Chadwick Boseman se tornou o primeiro ator negro a interpretar um super-herói como protagonista em seu próprio filme do universo Marvel. Pantera Negra, ambientado no reino fictício de Wakanda, foi adorado pela crítica e pelo público, e se tornou o primeiro filme baseado em quadrinhos a concorrer na categoria de Melhor Filme no Oscar. Foi um enorme sucesso de bilheteria, arrecadanda US$ 1 bilhão no mundo todo.
Pantera Negra foi celebrado como um momento cultural importante por seu elenco majoritariamente negro e por subverter os estereótipos ao mostrar um país africano próspero que acolhe refugiados e estende sua cultura e tecnologia às nações mais pobres.

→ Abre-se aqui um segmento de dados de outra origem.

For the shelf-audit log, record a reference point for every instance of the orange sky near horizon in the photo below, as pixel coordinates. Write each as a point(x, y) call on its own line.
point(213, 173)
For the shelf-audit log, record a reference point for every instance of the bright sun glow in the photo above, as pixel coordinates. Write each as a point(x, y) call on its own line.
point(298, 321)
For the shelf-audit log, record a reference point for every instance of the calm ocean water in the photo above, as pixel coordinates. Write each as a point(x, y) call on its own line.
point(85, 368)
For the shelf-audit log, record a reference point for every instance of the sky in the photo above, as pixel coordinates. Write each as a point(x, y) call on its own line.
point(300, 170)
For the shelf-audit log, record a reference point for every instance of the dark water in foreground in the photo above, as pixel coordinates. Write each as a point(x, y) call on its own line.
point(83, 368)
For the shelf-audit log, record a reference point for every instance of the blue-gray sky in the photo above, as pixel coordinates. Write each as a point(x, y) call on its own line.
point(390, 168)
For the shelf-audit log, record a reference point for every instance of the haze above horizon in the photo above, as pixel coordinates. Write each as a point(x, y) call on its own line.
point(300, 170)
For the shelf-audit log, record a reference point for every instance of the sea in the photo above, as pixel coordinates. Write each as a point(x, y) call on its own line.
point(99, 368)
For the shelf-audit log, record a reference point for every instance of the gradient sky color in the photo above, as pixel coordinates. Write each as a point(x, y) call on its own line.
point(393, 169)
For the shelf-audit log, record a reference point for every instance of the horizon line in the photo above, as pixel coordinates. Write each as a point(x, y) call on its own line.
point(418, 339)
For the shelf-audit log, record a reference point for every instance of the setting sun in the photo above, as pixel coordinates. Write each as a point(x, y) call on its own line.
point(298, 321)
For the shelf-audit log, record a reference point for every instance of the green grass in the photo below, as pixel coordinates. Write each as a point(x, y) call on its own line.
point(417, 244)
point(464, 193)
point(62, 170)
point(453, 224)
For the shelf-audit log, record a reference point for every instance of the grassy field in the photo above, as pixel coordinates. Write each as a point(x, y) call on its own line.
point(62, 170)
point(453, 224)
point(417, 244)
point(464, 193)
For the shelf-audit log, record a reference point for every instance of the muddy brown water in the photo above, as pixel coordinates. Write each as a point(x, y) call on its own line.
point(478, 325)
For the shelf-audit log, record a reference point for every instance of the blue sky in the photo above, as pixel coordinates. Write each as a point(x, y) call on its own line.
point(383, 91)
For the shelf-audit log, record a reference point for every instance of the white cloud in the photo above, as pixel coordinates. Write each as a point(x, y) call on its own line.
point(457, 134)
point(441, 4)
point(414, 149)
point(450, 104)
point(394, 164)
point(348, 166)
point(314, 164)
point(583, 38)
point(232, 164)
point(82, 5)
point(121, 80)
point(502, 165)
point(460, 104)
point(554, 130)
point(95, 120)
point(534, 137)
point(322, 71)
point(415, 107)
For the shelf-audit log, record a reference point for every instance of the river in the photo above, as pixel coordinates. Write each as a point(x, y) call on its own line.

No início da carreira, Boseman interpretou os ícones negros Jackie Robinson, em 42, filme de 2013 de Brian Helgeland e que teve a estreia de maior bilheteria para um filme de beisebol da história de Hollywood, e James Brown, em Get on Up. Por este filme de 2014, ele foi incluído pela revista Time na lista das dez melhores atuações daquele ano.
Recentemente, ele apareceu em Destacamento Blood, do diretor Spike Lee, e estrelaria a continuação de Pantera Negra, prevista para 2022.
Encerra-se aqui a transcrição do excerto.